5 causes of pain in the right arm and what to do

    Pain in the right arm can arise from several causes, the most common of which are blows or injuries to the structures of the arm, such as when having a bad posture, making repetitive efforts or sleeping over the arm, for example.

    Arm pain can appear in any region, from the shoulder to the wrist, usually because it affects places such as muscles, tendons, nerves, joints, blood vessels and skin. Only in rare cases can it indicate a more serious problem, such as a neurological disease or even a heart attack.

    Thus, to identify the exact cause of the pain, it is necessary to seek medical attention, which will make an assessment of the symptoms, physical examination of the region and, if necessary, request tests to determine the cause and indicate the most correct treatment.

    Despite many, the main causes of pain in the right arm can include:

    1. Efforting

    Intense arm strain, common in people who go to the gym or practice some sport, can cause minor injuries to the arm muscles or joints of the shoulder, elbow or wrist, which causes pain that usually improves after a few days of rest.

    When the effort is repetitive, especially in people working with arm movements, such as teachers who write on the board, machine workers, musicians or athletes, it is possible to experience Work-Related Musculoskeletal Disorder (WMSD), also known as Injury by Repetitive Effort (RSI).

    What to do: To prevent this type of injury, it is necessary to obtain guidance from the doctor and physiotherapist on the correct postures to be taken during the movements, to avoid wearing out the arm structures and, at the time of acute pain, the doctor may recommend anti-inflammatory drugs and rest.
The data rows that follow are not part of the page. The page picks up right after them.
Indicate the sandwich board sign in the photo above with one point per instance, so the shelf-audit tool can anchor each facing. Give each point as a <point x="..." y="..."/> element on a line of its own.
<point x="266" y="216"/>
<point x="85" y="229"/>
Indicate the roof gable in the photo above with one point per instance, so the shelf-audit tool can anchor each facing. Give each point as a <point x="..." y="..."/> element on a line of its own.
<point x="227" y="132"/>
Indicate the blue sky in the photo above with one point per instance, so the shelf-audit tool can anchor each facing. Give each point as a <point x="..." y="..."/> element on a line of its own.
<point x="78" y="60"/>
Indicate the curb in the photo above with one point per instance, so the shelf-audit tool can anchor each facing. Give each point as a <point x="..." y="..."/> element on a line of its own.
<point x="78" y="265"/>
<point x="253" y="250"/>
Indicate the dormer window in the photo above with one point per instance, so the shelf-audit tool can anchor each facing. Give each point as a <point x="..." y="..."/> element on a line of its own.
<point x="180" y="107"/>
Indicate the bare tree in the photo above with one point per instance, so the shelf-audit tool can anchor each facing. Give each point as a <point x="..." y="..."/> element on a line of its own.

Check out recipes for natural anti-inflammatories to help fight pain.

    2. Tendonitis

    Tendonitis is an inflammation of the tendon, a tissue that connects muscle to bone, which causes symptoms such as localized pain and lack of muscle strength. It can appear more easily in people who perform repetitive efforts with the shoulder or arm, or in athletes.

    What to do: to treat tendonitis it is advisable to avoid making efforts with the affected limb, taking the analgesic or anti-inflammatory medications indicated by the doctor, and performing physical therapy sessions. Check out the treatment options for tendonitis.

    3. Carpal tunnel syndrome

    Carpal tunnel syndrome occurs by compressing a nerve that extends from the arm to the hand, called the median nerve. This syndrome is characterized by the appearance of tingling and sensation of needles mainly in the thumb, index or middle finger.

    Carpal tunnel syndrome is more common in professionals who work using their hands and fists, such as typists, hairdressers or programmers, for example, and the symptoms appear gradually, and can even become disabling.

    What to do: the treatment is guided by the orthopedist or rheumatologist and includes the use of anti-inflammatory drugs, rest and physical therapy. Check out the video below for guidance from the physiotherapist to relieve pain in these cases:

    4. Poor circulation

    Changes in the blood circulation of the arm, caused by an obstruction in the blood vessel or a thrombosis in veins or arteries, for example, can cause a sensation of pain, tingling, weight and swelling of the affected limb.

    Poor circulation should be suspected when the ends of the hands are very pale or purplish, swelling in the arm or hands, or a tingling sensation.

    What to do: It is necessary to consult with the general practitioner or angiologist, who will make a detailed assessment and request exams such as ultrasound with doppler of the arm. Treatment depends on the cause, and may involve drinking fluids, exercising or, in the most severe cases, using medications to facilitate circulation. Learn more about treatment for poor circulation.

    5. Heart attack

    Acute myocardial infarction or angina can cause chest pain that radiates to the arm and, although it is more frequent to the left arm, it is possible to radiate to the right arm. This infarction symptom is rare, but it can occur mainly in the elderly, diabetics or women, who may have atypical symptoms more often.

    Pain in the arm that indicates a heart attack is usually associated with a burning or tight feeling, in addition to chest pain, shortness of breath, nausea or sweat.

    What to do: if a heart attack is suspected, it is recommended to go to the emergency room for the doctor to assess the symptoms and order tests, which may or may not confirm the problem. Learn to identify the main symptoms of heart attack.